According to one version, these plaques were laid in the foundation of new buildings. They bricked the streets and used them as benches in the baths. The most terrible story tells about how they chopped meat on these memorial shrines in the food shops of the city. In 2002, everyone understood that it would not be easy to bring the church back to life. But no one imagined that the first step in reviving the shrine would result in such a gloomy sign. When fastening the cross to the top of the cathedral, it broke down.

Today, the Naval Cathedral remains under the jurisdiction of the military. The issue of sharing a cult monument with the church is being resolved. Its condition is now close to emergency. But no major restoration work is underway. It feels like the military is waiting until the church is finally handed over to the Orthodox. And the church is waiting for the fleet to take care of its main shrine.

Fort Paul

The illustration of the possible consequences of a man-made disaster in the middle of the XIX century was the most powerful fortification on the outskirts of Kronstadt. Before the end of construction on the eve of the Crimean company, Fort Paul was called Risbank. Fort Paul served only a few decades after the conquering the cost of tremendous efforts. At the end of XIX it became obvious that other structures were needed to protect against new naval guns. Since that time, the fort was used as a mine storage.
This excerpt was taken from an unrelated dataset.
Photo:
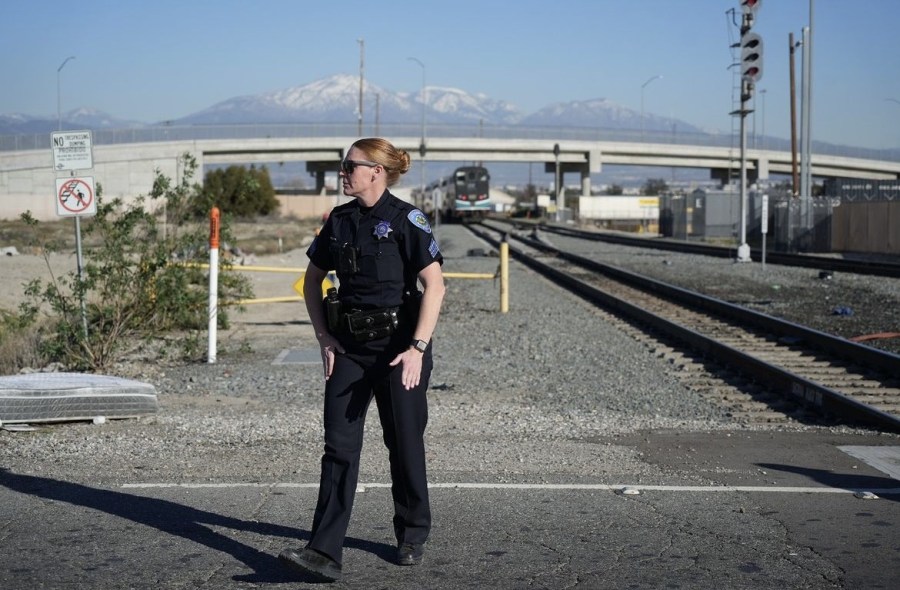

After the revolution, Paul occasionally reminded of his existence to St. Petersburg with explosions of various strengths.

In 1919, the prepared rupture of ammunition served as a signal for the White Guard insurgency on the Red Hill.

In 1923, while trying to clear a mine in the fort, cadets from the Frunze School were blown up.

After the war, the dilapidated fort was enthusiastically finished off from the aircraft during the shooting of the movie “Baltic Sky”.

The lithograph of Risbank of the middle of the XIX century and the modern kingdom of broken brick. There is no need to worry about saving the fort.